In May, in fact, a group of old grannies in Henan Province went into battle with some young basketball players, commandeering a basketball court and refusing to stand down. The tense standoff ended up getting physical, too, sending video of the incident into viral status online.
Dama are often the bane of many average citizens, sometimes getting up at the crack of dawn to practice in the highly sought-after courtyards of housing estates, blasting their beats into the bedrooms of those who prefer to get just up a little bit later than 6am.
That’s why a new regulation was passed recently by China’s sporting regulators which is aimed at better managing public spaces to stop the kinds of turf war often seen waged between dama and the general public.
But dancing granny dramas don’t just involve public skirmishes over space and noise, they also sometimes comprise covert spying operations aimed at improving a given team’s advantage at square dancing competitions.
A friend’s mum — an avid 70-something dama in Shanghai — told me recently about her spying activities aimed at gaining the edge over other teams by attaining information through covert snooping.

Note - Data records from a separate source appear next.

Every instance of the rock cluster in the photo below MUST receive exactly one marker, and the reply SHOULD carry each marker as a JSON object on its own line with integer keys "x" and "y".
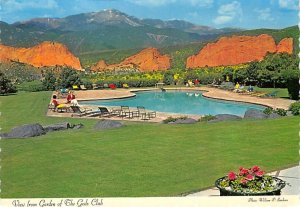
{"x": 237, "y": 50}
{"x": 148, "y": 59}
{"x": 34, "y": 130}
{"x": 107, "y": 124}
{"x": 42, "y": 55}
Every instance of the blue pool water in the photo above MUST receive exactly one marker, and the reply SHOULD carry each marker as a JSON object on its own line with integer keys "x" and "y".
{"x": 179, "y": 102}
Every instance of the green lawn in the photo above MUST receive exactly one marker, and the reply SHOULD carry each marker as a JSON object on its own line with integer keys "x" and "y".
{"x": 140, "y": 159}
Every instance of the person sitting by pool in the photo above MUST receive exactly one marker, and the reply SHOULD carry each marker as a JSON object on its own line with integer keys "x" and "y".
{"x": 196, "y": 82}
{"x": 236, "y": 87}
{"x": 54, "y": 101}
{"x": 70, "y": 97}
{"x": 250, "y": 88}
{"x": 74, "y": 102}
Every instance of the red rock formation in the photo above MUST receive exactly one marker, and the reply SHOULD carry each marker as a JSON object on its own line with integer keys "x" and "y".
{"x": 237, "y": 50}
{"x": 148, "y": 59}
{"x": 44, "y": 54}
{"x": 285, "y": 45}
{"x": 101, "y": 65}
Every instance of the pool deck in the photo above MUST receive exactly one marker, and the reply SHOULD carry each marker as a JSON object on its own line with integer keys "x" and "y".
{"x": 208, "y": 92}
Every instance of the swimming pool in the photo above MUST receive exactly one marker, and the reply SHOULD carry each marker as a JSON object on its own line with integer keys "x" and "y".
{"x": 179, "y": 102}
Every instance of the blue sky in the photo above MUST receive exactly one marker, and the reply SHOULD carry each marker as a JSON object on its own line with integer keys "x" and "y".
{"x": 215, "y": 13}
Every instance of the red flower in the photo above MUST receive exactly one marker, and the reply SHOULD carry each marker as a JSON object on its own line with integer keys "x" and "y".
{"x": 259, "y": 173}
{"x": 244, "y": 181}
{"x": 244, "y": 171}
{"x": 250, "y": 177}
{"x": 231, "y": 176}
{"x": 255, "y": 168}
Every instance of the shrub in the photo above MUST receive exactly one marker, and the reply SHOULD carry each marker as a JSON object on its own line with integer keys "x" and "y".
{"x": 68, "y": 78}
{"x": 6, "y": 85}
{"x": 293, "y": 88}
{"x": 49, "y": 82}
{"x": 169, "y": 78}
{"x": 295, "y": 108}
{"x": 87, "y": 84}
{"x": 32, "y": 86}
{"x": 207, "y": 118}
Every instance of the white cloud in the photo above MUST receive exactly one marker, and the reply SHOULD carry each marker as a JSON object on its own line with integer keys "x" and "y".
{"x": 200, "y": 3}
{"x": 152, "y": 2}
{"x": 228, "y": 13}
{"x": 289, "y": 4}
{"x": 14, "y": 5}
{"x": 264, "y": 14}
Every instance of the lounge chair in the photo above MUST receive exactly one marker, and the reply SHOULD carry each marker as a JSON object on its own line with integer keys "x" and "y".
{"x": 82, "y": 112}
{"x": 125, "y": 85}
{"x": 191, "y": 84}
{"x": 112, "y": 86}
{"x": 116, "y": 111}
{"x": 95, "y": 86}
{"x": 125, "y": 112}
{"x": 51, "y": 107}
{"x": 272, "y": 94}
{"x": 82, "y": 87}
{"x": 75, "y": 87}
{"x": 104, "y": 112}
{"x": 145, "y": 115}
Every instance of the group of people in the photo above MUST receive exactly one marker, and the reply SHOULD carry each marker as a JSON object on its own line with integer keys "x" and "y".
{"x": 70, "y": 100}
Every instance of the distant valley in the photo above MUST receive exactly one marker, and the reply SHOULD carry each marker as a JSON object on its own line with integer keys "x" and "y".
{"x": 106, "y": 30}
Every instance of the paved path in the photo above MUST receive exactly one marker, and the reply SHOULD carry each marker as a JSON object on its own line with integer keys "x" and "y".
{"x": 290, "y": 175}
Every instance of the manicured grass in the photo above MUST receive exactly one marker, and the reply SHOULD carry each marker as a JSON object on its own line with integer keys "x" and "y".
{"x": 140, "y": 159}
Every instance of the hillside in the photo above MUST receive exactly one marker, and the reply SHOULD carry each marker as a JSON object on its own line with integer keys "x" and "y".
{"x": 277, "y": 34}
{"x": 105, "y": 30}
{"x": 180, "y": 53}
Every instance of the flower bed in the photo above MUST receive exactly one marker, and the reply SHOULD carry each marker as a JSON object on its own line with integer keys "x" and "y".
{"x": 252, "y": 181}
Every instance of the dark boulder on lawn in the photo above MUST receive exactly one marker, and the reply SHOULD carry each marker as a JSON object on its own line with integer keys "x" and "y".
{"x": 28, "y": 130}
{"x": 225, "y": 117}
{"x": 274, "y": 116}
{"x": 107, "y": 124}
{"x": 184, "y": 121}
{"x": 255, "y": 114}
{"x": 57, "y": 127}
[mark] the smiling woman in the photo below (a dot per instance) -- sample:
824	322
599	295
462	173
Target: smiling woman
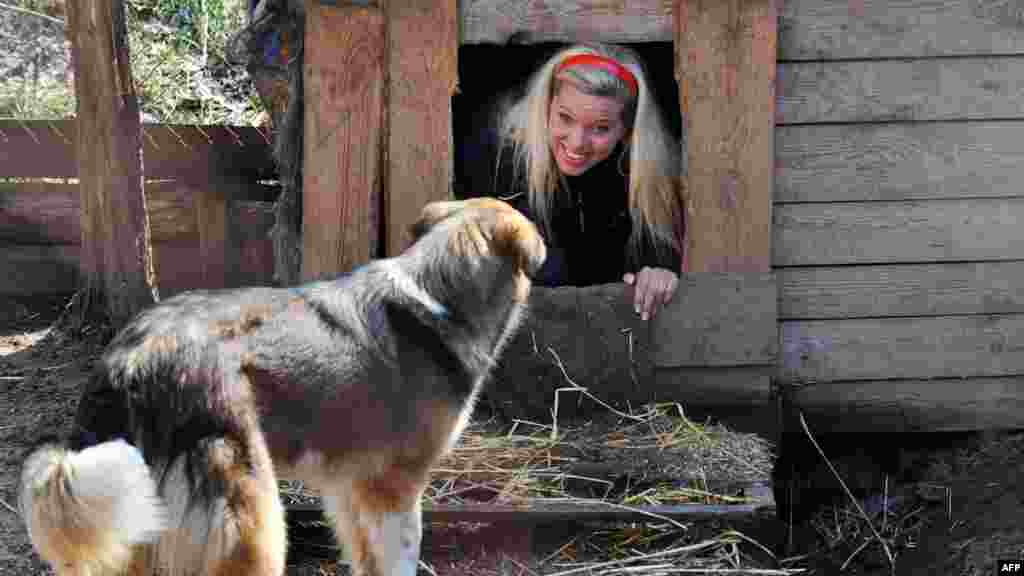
586	155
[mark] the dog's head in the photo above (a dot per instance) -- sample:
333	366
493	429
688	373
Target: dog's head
485	227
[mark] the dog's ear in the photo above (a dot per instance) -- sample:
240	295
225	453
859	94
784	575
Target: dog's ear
516	236
430	215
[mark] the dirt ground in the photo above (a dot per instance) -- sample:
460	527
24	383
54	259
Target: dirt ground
953	502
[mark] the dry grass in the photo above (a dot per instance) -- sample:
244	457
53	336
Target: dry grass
658	457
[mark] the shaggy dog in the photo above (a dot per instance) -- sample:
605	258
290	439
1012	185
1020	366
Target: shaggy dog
355	385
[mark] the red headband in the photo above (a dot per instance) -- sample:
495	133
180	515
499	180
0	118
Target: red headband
607	65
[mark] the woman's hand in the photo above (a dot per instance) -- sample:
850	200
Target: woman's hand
653	288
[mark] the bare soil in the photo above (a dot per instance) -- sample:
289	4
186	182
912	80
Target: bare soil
954	503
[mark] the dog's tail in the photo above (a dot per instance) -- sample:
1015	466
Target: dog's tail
90	507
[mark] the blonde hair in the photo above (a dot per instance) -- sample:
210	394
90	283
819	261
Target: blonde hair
655	202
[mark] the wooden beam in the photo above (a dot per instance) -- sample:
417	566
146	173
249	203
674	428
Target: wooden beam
725	66
895	406
502	22
872	233
956	346
903	89
895	290
116	249
423	41
341	177
871	162
840	29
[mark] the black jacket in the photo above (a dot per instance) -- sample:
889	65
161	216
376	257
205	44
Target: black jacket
589	239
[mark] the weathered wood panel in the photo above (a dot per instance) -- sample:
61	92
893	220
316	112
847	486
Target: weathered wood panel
116	249
54	269
898	232
422	72
901	347
809	29
341	178
48	212
858	162
503	22
927	289
901	90
717	320
725	66
939	405
45	149
841	29
39	270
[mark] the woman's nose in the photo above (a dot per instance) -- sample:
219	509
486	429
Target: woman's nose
577	139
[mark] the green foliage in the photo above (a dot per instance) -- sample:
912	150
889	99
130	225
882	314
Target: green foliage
179	78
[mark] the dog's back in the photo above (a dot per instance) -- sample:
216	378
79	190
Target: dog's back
356	384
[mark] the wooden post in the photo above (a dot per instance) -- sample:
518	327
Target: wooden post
423	41
725	66
116	252
341	178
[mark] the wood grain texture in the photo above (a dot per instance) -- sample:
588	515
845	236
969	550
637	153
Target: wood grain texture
939	405
179	262
863	29
975	88
116	241
502	22
725	66
48	212
855	162
898	232
927	289
341	178
45	149
422	76
39	270
960	346
717	320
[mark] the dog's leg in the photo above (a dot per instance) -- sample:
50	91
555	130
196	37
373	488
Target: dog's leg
378	522
233	526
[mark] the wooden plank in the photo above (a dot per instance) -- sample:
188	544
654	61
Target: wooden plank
423	40
841	29
717	320
975	88
341	179
939	405
898	232
54	269
927	289
956	346
116	248
858	162
39	270
39	149
504	22
725	65
48	212
211	222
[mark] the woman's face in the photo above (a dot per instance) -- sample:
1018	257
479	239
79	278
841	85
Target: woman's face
583	129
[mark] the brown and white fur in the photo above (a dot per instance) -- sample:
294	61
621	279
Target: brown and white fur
355	385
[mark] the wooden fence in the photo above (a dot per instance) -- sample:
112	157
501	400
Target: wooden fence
209	199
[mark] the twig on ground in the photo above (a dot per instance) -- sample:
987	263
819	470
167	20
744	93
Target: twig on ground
885	545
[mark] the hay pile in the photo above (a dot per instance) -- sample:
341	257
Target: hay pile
654	457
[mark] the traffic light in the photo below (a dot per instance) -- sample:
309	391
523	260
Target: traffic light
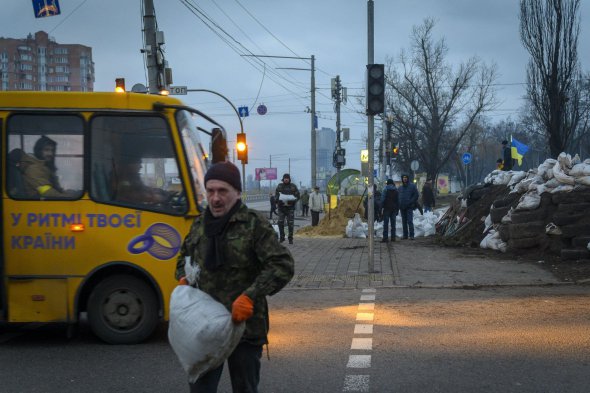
242	147
375	89
218	145
120	85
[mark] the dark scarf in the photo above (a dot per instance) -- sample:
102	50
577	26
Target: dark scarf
214	230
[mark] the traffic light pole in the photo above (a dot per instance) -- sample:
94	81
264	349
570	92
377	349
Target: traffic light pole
371	142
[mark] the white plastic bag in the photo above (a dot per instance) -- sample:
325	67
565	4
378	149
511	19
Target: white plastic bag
201	331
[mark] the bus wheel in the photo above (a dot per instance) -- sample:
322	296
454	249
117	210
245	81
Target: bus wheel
123	310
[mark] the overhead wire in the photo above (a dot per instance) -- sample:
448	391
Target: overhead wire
234	44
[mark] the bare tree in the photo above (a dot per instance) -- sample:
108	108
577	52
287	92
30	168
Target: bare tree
433	105
549	31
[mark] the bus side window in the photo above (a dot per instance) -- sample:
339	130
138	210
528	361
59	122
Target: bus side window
46	157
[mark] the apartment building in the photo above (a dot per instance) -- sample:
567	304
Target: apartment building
39	63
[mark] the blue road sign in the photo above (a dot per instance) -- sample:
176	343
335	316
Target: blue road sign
466	158
45	8
261	109
243	110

If you think that sounds like something from a Hollywood movie, you should see her spying getup!
She will often don big, black sunglasses and a huge scarf and walk around the compound or surrounding streets checking out and discreetly photographing or videoing rival teams and their routines, song choices, and even uniform color picks, before reporting back to her dancing team members and formulating a plan of attack.
The very public nature of square dancing allows for relatively easy espionage — it’s quite a common occurrence, she assured me.
Some 120 million Chinese are said to take part in public square dancing across the country, which has become a huge industry.
According to my favorite blog, Elephant Room, these dancing grannies and their passion for bopping have even created a whole new market — dama across the country spend tens of millions of yuan each month on the Internet alone buying loudspeakers and dance costumes.
It’s also created dama superstars like Meijiu, whose real name is Zhou Yehong and who is idolized by dancing grannies across China. Outfits she designs sell like hotcakes, her choreography can be purchased for 3,000 yuan (US$450), and she even dishes out life advice to her fans online.
So, the next time you see a group of innocent-looking grannies bopping away in your compound or outside your local mall, tread carefully — a world of turf wars, public disturbance, espionage and stardom is hidden just under the surface.